Moulay Ismaïl Alaoui : Je pense que c’est tout à fait normal que le Maroc considère que le dossier n’est pas clos. Il y a encore beaucoup de problèmes qui ne sont pas définitivement résolus dans la mesure où ils concernent les disparus.
Il y a grand besoin de fournir les explications nécessaires aux familles concernées. Une fois ces informations transmises aux familles des disparus, il faudra alors expliciter les responsabilités. En outre, je crois que la libération des prisonniers, essentiellement militaires mais aussi civils, ne met pas un terme au calvaire de nos concitoyens encore séquestrés dans les camps de Tindouf.
Les Etats-Unis ont joué un rôle important dans la libération des prisonniers de guerre. Pensez-vous qu’il s’agit d’un retour en force de la diplomatie américaine dans la région du Maghreb Arabe ?
C’est un constat. La médiation américaine a joué un grand rôle, mais il ne faut pas oublier qu’il y a eu également l’extraordinaire mobilisation pour sensibiliser l’opinion publique nationale et internationale au calvaire des plus anciens prisonniers de guerre dans le monde. Tout cela a fait que nos ennemis se sont vus obligés de les libérer. Cependant, il était indéniable que les Etats-Unis, vu les relations qu’ils entretiennent avec le Maroc et l’Algérie et le poids de leur diplomatie, ont joué un rôle important.
Plusieurs pays ont appelé à un rapprochement entre le Maroc et l’Algérie pour trouver une solution définitive au conflit. Comment voyez-vous un tel éventuel rapprochement ?
Je crois que si des négociations sont engagées de manière sérieuse entre le Maroc et l’Algérie pour apurer tous les contentieux entre les deux pays, cela ne peut être que bénéfique pour nos deux peuples et pour ceux du Maghreb. On y croit toujours, car c’est une nécessité économique, mais aussi politique.
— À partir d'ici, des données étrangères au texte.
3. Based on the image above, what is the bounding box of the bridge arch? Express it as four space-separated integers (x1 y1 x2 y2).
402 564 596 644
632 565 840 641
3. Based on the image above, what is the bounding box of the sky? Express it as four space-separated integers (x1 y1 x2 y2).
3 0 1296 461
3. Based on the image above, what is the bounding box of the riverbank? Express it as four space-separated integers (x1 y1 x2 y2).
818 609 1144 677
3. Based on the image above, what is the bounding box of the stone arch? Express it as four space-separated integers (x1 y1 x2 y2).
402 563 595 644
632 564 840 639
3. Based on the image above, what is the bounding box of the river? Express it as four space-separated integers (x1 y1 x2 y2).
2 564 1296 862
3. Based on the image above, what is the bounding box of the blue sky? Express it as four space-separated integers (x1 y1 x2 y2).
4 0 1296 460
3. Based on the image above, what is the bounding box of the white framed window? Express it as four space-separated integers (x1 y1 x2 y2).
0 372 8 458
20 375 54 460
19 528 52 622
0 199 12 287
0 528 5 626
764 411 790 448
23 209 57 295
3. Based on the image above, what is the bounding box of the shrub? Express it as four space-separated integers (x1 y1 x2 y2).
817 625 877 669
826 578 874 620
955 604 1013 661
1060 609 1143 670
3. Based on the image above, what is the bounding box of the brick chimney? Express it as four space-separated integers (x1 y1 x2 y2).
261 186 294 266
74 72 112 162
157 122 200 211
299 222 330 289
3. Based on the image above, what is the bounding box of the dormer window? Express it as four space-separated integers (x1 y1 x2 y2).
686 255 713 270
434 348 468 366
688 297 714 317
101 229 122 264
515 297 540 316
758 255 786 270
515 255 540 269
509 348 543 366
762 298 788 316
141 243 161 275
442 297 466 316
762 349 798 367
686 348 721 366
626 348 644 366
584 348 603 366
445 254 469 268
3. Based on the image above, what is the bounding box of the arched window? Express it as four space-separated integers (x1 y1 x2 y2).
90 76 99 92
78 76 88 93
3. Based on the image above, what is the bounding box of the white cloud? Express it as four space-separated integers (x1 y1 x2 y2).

Un Maghreb uni peut jouer un rôle extrêmement important dans le contexte de la mondialisation avec de grandes entités comme l’Union européenne, l’ALENA et un grand marché commun en chantier en Amérique latine. Il est quand même triste que nos peuples du Maghreb, qui se trouvent avoir les mêmes racines, qui partagent la même religion et les mêmes langues, continuent de vivre la désunion. Il est temps de démentir Ibn Khaldoun qui affirmait, dans un autre contexte, que «les Arabes se sont mis d’accord pour ne jamais se mettre d’accord».
Dans ce nouveau contexte, quel rôle, d’après vous, doit être celui du HCR ?
Pour moi, le Haut Commissariat aux Réfugiés a d’abord l’obligation de procéder à un recensement précis et exhaustif de tous ceux qui se considèrent comme originaires de l’ex-Sahara espagnol. Il y a un deuxième travail à faire par cet organisme et qui consiste à donner la possibilité aux personnes qui le voudraient de rentrer chez elles pour partager la vie et le sort des leurs dans le cadre d’un Maroc unifié et démocratique.
Régionalisé aussi ?
Quand je dis démocratique, cela englobe une démocratie élargie dans toutes ses dimensions, y compris la régionalisation.